At a turn in the road, Hildegarde saw in the distance a black figure walking toward them.

"There is my mother dear!" she exclaimed. "She said she would come and meet me. Will you come and see her, Hugh? – she is very nice!" she added, seeing that the boy hung back. But Hugh studied his boots again with rapt attention, and apparently read in them a summons back to The Poplars.

"I think I have to go back!" he said. "I love you, and you are my Purple Maid. May I come to see you once?"

"You may come fifty times, dear little lad!" cried Hildegarde warmly. "Come as often as you like."
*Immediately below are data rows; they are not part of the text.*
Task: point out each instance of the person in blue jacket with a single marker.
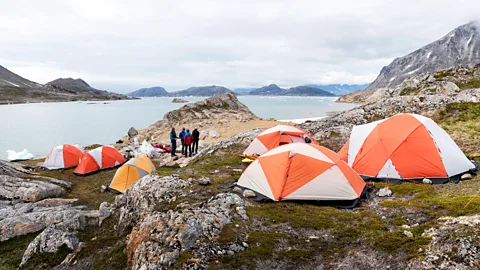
(182, 136)
(173, 140)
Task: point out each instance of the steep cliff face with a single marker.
(459, 47)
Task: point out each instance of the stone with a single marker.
(132, 132)
(28, 190)
(175, 231)
(427, 181)
(247, 193)
(49, 241)
(385, 192)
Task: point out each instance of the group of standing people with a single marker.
(189, 141)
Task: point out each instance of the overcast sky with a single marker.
(122, 45)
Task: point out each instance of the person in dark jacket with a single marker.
(196, 138)
(188, 139)
(181, 136)
(173, 140)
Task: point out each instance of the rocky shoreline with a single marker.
(187, 216)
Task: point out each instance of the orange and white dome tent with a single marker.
(276, 136)
(300, 171)
(99, 158)
(63, 156)
(405, 147)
But Hugh Allen shook his head sagely. "Maybe once will be enough," he said. "Come, Merlin! Good-by, Purple Maid!" And he and Merlin disappeared in a cloud of legs and dust.

CHAPTER IX

THE COUSINS

Hildegarde and her cousin Jack soon became fast friends. His fear of Mrs. Grahame vanished the first time he saw her smile, and he found, to his great amazement, that a girl was not necessarily either "dreadful" or stupid; moreover, that a girl's mother might be a very delightful person, instead of a mixture of harpy and Gorgon. He was invited to come to tea and bring his violin. Colonel Ferrers was invited, too, but promptly declined.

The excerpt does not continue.